MetaboFlow - the development of standardised workflows for processing metabolomics data to aid reproducible data sharing and big data initiatives

This pipeline describes the processing and the analysis of Ionomics data. This paper describes a possible application.

Section 0: Import the R package

The workflow is wrapped within the IonFlow R package, and it consists of four sections, respectively

Pre-processing
Exploratory analysis
Clustering which also includes the GO Slim annotation and the GO terms enrichment
Network analysis

devtools::install_github("AlinaPeluso/MetaboFlow", subdir="IonFlow")
library(IonFlow)

Section 1: Pre-processing

The pre-processing section is required first as it produces in output the cleaned dataset to be used in the other sections.
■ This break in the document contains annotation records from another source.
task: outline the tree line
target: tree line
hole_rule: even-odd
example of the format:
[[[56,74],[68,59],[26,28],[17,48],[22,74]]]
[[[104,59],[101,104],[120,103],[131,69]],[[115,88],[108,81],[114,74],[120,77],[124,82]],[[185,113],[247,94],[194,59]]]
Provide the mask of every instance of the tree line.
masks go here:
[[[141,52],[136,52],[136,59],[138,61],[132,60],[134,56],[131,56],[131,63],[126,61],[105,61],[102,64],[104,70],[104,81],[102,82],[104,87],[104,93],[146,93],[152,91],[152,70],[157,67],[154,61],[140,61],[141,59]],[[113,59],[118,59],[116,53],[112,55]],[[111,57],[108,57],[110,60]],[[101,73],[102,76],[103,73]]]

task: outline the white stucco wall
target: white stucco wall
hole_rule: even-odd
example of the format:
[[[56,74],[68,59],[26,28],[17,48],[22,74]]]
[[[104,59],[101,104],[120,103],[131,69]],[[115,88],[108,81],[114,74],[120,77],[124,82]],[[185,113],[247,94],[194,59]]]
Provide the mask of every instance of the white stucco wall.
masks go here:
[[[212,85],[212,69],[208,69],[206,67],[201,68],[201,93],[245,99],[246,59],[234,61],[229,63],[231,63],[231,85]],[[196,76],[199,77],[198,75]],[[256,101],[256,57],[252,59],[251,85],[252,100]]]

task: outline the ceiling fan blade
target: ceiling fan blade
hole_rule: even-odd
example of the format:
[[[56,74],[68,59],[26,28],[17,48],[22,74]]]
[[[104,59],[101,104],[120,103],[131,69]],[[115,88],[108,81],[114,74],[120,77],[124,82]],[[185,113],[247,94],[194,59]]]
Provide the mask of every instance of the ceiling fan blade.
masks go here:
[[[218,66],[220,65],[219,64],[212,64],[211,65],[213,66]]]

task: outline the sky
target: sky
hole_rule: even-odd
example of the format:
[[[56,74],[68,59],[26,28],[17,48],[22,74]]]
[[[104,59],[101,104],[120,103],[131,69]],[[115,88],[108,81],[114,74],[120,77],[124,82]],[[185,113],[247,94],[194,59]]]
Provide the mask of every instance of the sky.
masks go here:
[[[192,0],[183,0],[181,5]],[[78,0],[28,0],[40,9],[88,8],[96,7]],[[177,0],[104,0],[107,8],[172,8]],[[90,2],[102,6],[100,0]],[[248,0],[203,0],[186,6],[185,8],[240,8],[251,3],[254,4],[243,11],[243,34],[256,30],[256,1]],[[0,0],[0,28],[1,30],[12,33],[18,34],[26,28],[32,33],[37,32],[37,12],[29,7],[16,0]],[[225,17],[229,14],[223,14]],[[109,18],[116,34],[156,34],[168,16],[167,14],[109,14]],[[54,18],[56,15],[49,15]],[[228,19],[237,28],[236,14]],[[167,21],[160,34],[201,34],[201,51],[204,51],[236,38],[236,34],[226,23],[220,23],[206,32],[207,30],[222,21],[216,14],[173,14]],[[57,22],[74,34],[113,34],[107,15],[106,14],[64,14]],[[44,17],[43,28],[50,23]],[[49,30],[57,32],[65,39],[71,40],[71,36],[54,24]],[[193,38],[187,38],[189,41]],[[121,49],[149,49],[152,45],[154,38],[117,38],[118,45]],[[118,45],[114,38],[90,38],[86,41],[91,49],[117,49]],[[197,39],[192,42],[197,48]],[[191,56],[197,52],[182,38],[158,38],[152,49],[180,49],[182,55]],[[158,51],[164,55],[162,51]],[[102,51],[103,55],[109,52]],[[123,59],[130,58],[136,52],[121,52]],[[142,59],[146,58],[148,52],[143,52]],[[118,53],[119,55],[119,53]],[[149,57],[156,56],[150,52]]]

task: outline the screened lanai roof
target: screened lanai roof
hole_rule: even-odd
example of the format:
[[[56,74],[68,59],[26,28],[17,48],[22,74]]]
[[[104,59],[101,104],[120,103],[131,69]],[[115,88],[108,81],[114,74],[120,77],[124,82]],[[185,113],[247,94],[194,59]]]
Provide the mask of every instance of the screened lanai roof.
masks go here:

There is no specific order on how to run the other sections.

The pre-processing section aims to free the data from unreliable samples which will probably lead to wrong outputs. In such way, effective data pre-processing methods are applied to avoid the effects of noisy and unreliable data.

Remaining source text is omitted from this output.